В саду было темно и глухо. Свет месяца, еще не яркий, едва бросал лучи на лужок перед домом. С озера несло сыростью. Деревья недвижные, черные, как чернила, точно не спали, а умерли. Ко мне постучались. Я удивился. Я думал, что уже поздно. Впрочем, мои часы испортились и давно не шли.
Я узнал Надю. Но она мне показалась странной. Не говоря ни слова, не удивляясь тьме, она подошла ко мне и сунула мне прямо в руку маленький клочок бумажки.
– Что это, Надя?
– От барышни, – шепотом отвечала Надя.
– От Полины Васильевны? Она нездорова? – вскрикнул я.
– Тс… – прошептала опять Надя, прикладывая палец к губам. – Извольте прочитать.
Я и не заметил, как она скрылась. Что за таинственность? Я зажег свечу и раскрыл записку, запечатанную облаткой. Крупным, неровным почерком, с орфографическими ошибками, в записке значилось:
«Monsieur George, je suis folle, je rougie de mon audace, mais je vous supplie a genoux de me pardonner. Vbus etes un noble coeur. Venez dans une heure en bas, tout pres du lac – vous savez? Ou est le vieux banc. J'ai a vous parler. Je vous dirai tout. Pauline».[26]
Французский язык был скверный, но по-русски бедная Полина вряд ли сумела бы и так написать. Я читал и перечитывал, вне себя от ужаса, но не успел я еще прийти к возможному заключению – как в дверь опять постучали. Даже не постучали, а точно царапался кто-то, не смея открыть. С запиской в руках я подошел к двери – и распахнул ее. Там стояла Аделаида.
– Боже мой, это вы, Аделаида Васильевна? Войдите, пожалуйста.
Она вошла, озираясь, смущаясь непривычною мыслью, что она в кабинете молодого человека, готовая тотчас же убежать. Но волнение пересилило. Она упала в кресло и залилась слезами.
Я страшно перепугался. Наконец, она немного успокоилась и заговорила торопливо:
– Monsieur George… Я понимаю… Вас должно удивлять это ночное посещение… Но я не могла… Я должна спасти, предупредить… Боже, – воскликнула она-,-увидав записку в моей руке, – я это предчувствовала, вот ее записка!
Я бросил записку и не знал, что делать перед искренними слезами этой женщины, такой милой и хорошей, с ее седыми волосами и правдивым, теперь совсем старческим, лицом.

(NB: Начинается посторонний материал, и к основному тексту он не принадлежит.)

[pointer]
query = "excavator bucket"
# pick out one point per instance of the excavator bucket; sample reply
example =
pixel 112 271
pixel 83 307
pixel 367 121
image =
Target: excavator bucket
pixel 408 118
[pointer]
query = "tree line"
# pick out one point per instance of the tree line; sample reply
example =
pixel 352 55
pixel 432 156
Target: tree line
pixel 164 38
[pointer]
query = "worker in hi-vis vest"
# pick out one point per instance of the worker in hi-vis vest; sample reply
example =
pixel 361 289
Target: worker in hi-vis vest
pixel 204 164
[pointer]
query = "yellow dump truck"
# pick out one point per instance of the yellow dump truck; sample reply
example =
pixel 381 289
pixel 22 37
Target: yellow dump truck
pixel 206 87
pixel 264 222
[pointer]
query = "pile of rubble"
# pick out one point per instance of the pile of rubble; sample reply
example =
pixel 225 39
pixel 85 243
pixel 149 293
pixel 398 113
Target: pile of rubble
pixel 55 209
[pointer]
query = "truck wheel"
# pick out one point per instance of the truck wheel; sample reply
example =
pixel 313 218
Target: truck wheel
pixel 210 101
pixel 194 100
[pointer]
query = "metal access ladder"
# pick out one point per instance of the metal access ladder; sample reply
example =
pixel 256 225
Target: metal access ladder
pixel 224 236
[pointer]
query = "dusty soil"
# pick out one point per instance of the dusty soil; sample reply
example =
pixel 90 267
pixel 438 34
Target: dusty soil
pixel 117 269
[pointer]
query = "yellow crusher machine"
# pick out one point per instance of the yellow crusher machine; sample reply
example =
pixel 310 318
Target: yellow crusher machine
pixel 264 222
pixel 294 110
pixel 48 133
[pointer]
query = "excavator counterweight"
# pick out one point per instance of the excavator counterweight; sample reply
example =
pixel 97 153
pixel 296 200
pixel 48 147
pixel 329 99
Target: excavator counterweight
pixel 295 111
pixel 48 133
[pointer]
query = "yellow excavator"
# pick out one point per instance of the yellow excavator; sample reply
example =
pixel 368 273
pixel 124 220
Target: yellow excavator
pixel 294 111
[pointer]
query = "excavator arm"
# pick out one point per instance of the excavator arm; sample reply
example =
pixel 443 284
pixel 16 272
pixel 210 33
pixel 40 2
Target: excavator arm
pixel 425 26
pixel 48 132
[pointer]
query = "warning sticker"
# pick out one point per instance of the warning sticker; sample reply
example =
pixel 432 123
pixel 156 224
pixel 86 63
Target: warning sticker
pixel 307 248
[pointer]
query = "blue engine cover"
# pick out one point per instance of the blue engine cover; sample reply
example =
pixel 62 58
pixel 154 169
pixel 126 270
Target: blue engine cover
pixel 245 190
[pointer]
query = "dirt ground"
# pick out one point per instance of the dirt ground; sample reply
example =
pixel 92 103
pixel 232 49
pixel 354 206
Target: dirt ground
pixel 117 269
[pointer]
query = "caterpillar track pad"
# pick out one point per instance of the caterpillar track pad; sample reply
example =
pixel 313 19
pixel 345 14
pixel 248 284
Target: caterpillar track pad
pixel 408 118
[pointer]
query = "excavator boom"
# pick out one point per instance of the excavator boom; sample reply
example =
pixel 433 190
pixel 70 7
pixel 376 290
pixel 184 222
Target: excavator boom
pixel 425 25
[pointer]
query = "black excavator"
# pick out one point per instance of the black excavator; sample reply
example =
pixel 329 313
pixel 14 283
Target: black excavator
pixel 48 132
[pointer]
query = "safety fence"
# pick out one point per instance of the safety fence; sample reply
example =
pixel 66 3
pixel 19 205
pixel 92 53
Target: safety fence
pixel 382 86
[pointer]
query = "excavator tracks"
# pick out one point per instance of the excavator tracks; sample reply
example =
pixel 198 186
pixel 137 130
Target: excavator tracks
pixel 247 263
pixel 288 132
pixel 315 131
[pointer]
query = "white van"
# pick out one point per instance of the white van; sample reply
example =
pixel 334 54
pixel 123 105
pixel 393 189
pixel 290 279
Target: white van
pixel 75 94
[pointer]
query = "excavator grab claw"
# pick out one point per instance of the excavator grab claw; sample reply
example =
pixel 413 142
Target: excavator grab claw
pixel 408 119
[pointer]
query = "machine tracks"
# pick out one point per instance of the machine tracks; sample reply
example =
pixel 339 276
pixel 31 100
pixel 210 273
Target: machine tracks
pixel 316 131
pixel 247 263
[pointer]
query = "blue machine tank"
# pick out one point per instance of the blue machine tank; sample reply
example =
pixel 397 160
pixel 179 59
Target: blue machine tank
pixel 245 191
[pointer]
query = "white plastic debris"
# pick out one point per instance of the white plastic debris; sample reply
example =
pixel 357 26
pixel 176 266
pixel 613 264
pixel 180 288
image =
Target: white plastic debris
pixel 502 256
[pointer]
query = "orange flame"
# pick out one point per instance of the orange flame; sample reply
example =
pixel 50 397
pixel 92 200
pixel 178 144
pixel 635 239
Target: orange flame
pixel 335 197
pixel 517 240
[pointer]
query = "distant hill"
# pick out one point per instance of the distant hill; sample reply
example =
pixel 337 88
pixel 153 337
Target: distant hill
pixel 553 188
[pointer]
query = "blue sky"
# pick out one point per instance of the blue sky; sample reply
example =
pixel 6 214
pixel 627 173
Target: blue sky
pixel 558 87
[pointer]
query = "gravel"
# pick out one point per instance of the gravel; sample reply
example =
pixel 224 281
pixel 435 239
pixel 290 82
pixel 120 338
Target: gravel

– Вы поняли, м-сье Жорж, вы знаете все. Она любит вас…
– Кто? – закричал я. – Полина Васильевна?!
У меня точно глаза раскрылись. И – странно: неожиданная горячая, радостная волна прилила к сердцу. Любит меня! Полина меня любит… Свеча горела на столе, не мерцая. Аделаида Васильевна сидела в кресле. А со стены, сверху, глядели на меня большие, голубые глаза, полные нежности.
Аделаида Васильевна не заметила моего волнения.
– Я знаю, вы – честное сердце, м-сье Жорж. Поймите ее. Она рано оторвалась от соблазнов света, у нее всегда была горячая душа… Вы были с ней так милы, читали, говорили, потом этот портрет… (Я вздрогнул, но она не заметила.) Вам нравилось, словом… Но ведь вы… Вы… не можете… не сочувствуете?..
Она задохнулась, потом оправилась и продолжала:
– И вот я вас прошу… Сжальтесь над нею, над нами… Я ей всегда была матерью, я не допущу… Словом – уезжайте завтра, не видайтесь с нею, – докончила она – и сложила ручки, умоляя меня.
Я молчал. Сил не было говорить. Я уже опомнился, но сердце болело нестерпимо. Аделаида Васильевна приняла мое молчание за согласие.
– Я не ошиблась в вас, мсье Жорж, – проговорила она торжественно, поднимаясь с кресла. – Вы уедете, я вижу, я ценю… Да все равно – это было бы невозможно, – прибавила она, как бы про себя. – Я распоряжусь… На заре будет лошадь… Если что-нибудь останется из вещей, пришлем. Ваше честное слово, мсье Жорж – вы уезжаете?
Я все еще не мог говорить. Я кивнул головой.
– И… не увидитесь с ней?
Я опять кивнул головой. Аделаида Васильевна вдруг обняла меня, крепко, за голову, как матери обнимают, и поцеловала в лоб. Потом, должно быть, застыдившись своего неожиданного поступка, скользнула в дверь и исчезла.
X
Я сел в кресло у открытого окна. Месяц поднялся выше и серебрил теперь траву и вершины густых лип и кленов. Сверчки замолкли. Ночная птица глухо стонала в приозерных камышах. Мне почудилось что-то белое, мелькнувшее за деревьями. Это Полина… Она меня любит… Она меня ждет – и я нейду. Какая Полина? Не все ли равно? Вот та самая Полина, с белокурыми волосами и нежным взором. Отчего я нейду? Разве я ее не люблю?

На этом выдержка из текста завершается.